Friday 18. October 2019

Mutterschaft und Selbstverwirklichung sind keine Gegensätze

24.02.2002
Vorsitzende der Katholischen Frauenbewegung Österreichs, Margit Hauft, fordert Politik, die Selbstverwirklichung von Frauen und Männern ermöglicht

 

"Mutterschaft und Selbstverwirklichung dürfen nicht gegeneinander ausgespielt werden." Dies betont die Vorsitzende der Katholischen Frauenbewegung Österreichs, Margit Hauft. "Jeder Mensch hat ein Recht auf Selbstverwirklichung, die nichts mit Egoismus und Entsolidarisierung zu tun hat. Zeitgemäße Politik muss darauf Rücksicht nehmen, dass Frauen vielfältige Lebenskonzepte haben. Sie fordern deshalb zu Recht die Vereinbarkeit von Familie und Beruf, wirtschaftliche und politische Rahmenbedingungen für gelebte Partnerschaft und gleichen Lohn für gleichwertige Arbeit. Wer sich hauptsächlich auf die Förderung von Elternschaft konzentriert, macht deutlich, dass es ihm um Bevölkerungspolitik, aber nicht um Frauenpolitik geht", erklärt Margit Hauft.
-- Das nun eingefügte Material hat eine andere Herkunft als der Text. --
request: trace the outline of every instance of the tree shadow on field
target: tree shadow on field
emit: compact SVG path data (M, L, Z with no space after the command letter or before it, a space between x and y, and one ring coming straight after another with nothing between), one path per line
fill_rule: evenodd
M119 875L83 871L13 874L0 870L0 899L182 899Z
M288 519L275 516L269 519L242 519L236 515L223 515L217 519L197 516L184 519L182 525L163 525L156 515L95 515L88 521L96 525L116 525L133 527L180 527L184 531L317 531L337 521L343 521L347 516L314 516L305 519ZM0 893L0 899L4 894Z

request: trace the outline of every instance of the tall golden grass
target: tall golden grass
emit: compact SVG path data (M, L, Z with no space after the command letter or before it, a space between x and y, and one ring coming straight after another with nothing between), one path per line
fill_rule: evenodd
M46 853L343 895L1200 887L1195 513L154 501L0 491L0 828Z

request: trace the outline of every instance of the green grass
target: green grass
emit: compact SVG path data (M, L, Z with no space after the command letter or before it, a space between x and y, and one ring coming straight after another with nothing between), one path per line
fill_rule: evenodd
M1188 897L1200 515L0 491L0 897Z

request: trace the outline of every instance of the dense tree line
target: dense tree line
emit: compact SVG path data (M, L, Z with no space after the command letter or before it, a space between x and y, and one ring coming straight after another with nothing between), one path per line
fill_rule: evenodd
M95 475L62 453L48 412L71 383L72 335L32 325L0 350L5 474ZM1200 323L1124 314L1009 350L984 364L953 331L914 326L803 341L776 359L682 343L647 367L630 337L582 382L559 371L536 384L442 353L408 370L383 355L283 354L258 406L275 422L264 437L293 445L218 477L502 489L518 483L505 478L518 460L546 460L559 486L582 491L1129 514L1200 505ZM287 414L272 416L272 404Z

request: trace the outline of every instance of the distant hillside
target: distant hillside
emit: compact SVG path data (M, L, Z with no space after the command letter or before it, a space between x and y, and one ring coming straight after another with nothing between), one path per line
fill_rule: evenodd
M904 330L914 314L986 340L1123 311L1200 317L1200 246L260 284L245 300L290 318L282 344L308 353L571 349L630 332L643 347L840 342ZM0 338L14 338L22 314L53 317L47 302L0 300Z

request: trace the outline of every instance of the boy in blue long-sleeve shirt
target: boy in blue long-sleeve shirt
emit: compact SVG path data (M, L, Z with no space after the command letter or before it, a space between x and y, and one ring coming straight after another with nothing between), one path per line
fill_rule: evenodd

Die Vorsitzende der Katholischen Frauenbewegung Österreichs sieht im Kindergeld durchaus einen Schritt zur Vereinbarkeit von Familie und Beruf, der aber durchaus noch reformbedürftig ist. "Frauen brauchen mehr als ein Kindergeld. Nur eine effiziente,
zeitgemäße Frauenpolitik, welche die ganze Vielfalt von Frauenleben ins Blickfeld nimmt, kann erfolgreich sein."


Frauenminister Herbert Haupt hatte am Samstag, 23.Februar, in einem Interview mit der Tageszeitung "Der Standard" gemeint, dass die sinkende Geburtenzahl mit wachsender Selbstverwirklichung und Wohlstand zusammenhänge.